Members of the Chaos Computer Club have spyware analyzed by the German police would be deployed. The ‘Bundestrojaner’ would have more features than is allowed by law, and data is unencrypted sent.
According to the hackers of the CCC, that a report on the operation of the spyware have been published, the software can not only Skype calls draining, also, the so-called Bundestrojaner files can manipulate or destroy. In addition, by the built-in keylogger passwords captured, while the malware also covertly screenshots can make of activities.
Via a offered backdoor, the attacker immediate access to an infected system, which, for example, the new ‘functionality’ to the trojan can be added. The CCC gives the remotely enable a webcam or microphone as an example.
The CCC states that the Bundestrojaner in command of the government is designed, and by the German police can be deployed to pc’s of suspicious persons to monitor. The functionality of the spyware, however, goes much further than the legal framework. For example, the German Federal Constitutional Court earlier determined that such afluistersoftware may only be used to make voip calls to drain.
In addition, the German spyware a number of gross errors. Thus, all collected data without encryption is sent. This can in addition public authorities are also third-party access to this information or the spyware remote control. In addition, the tool is not an authentication mechanism, allowing an attacker falsified information to the authorities can send. Finally, it draws the German hackersvereniging that the collected information is to a Us server, is forwarded, presumably to the ip address of the command and control server to hide. According to the CCC is once again violate the law because the information is in the hands of other countries.

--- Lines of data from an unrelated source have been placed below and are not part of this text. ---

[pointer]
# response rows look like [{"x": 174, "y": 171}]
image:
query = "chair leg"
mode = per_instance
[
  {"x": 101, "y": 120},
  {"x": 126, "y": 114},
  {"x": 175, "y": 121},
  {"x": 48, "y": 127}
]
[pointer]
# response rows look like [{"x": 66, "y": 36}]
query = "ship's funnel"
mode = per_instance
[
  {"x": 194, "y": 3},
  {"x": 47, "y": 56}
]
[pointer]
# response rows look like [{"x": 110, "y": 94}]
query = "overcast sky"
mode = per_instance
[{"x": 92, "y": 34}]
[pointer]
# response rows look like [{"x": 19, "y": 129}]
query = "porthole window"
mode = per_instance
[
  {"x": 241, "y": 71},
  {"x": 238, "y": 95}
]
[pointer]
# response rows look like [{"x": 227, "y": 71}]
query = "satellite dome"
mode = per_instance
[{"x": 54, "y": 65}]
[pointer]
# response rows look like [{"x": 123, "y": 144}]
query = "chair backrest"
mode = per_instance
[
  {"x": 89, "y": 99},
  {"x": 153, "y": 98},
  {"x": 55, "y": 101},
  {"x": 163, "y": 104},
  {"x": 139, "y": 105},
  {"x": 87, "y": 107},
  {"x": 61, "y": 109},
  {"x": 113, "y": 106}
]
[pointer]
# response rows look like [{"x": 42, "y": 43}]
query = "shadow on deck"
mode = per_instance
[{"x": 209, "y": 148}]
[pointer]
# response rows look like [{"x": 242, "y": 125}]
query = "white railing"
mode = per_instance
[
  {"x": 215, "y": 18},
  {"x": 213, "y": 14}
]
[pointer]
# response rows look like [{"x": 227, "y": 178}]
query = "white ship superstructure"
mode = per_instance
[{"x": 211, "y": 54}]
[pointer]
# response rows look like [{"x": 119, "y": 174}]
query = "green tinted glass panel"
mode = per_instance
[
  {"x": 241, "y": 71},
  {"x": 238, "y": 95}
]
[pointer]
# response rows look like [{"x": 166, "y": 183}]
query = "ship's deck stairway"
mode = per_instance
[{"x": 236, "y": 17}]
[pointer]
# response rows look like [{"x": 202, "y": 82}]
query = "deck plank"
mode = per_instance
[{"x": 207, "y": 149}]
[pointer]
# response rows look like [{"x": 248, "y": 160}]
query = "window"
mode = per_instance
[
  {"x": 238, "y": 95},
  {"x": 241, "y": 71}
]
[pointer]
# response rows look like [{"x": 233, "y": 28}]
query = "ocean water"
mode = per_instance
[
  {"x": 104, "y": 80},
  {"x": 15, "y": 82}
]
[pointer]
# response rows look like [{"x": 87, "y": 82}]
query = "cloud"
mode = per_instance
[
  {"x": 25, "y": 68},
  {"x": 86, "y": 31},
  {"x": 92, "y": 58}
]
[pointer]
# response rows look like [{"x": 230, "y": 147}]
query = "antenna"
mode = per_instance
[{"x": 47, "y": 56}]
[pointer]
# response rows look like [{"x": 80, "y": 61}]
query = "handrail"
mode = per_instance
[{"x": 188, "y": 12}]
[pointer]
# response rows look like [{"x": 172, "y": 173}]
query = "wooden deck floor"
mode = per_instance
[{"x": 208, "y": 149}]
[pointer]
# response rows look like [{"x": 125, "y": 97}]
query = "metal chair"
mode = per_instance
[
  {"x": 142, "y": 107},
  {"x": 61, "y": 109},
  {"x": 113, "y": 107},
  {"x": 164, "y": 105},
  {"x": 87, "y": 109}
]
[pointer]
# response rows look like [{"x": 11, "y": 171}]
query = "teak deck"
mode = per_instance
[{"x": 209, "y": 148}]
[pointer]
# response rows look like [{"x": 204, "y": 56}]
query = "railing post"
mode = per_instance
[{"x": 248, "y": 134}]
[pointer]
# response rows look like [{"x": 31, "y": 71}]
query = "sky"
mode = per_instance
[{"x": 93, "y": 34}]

Or the Bundestrojaner, which consists of a dll file and a Windows-kerneldriver, active by the German law enforcement authorities is used, it is not clear. However, the CCC say that the authorities prematurely informed in order to provide them the opportunity to give to the zelfvernietigingsmechanisme of the Bundestrojaner to activate. This would have ongoing police investigations in which the spyware is being used, not to be bothered.
The German hackersvereniging calls in his publication, other hackers on to the malware, which if a binary is to download further analyze. Also, the CCC that they are different spyware that is used by governments, would like to analyze and that suspicious software to them can be sent. The German government has not yet responded to the publication of the Chaos Computer Club.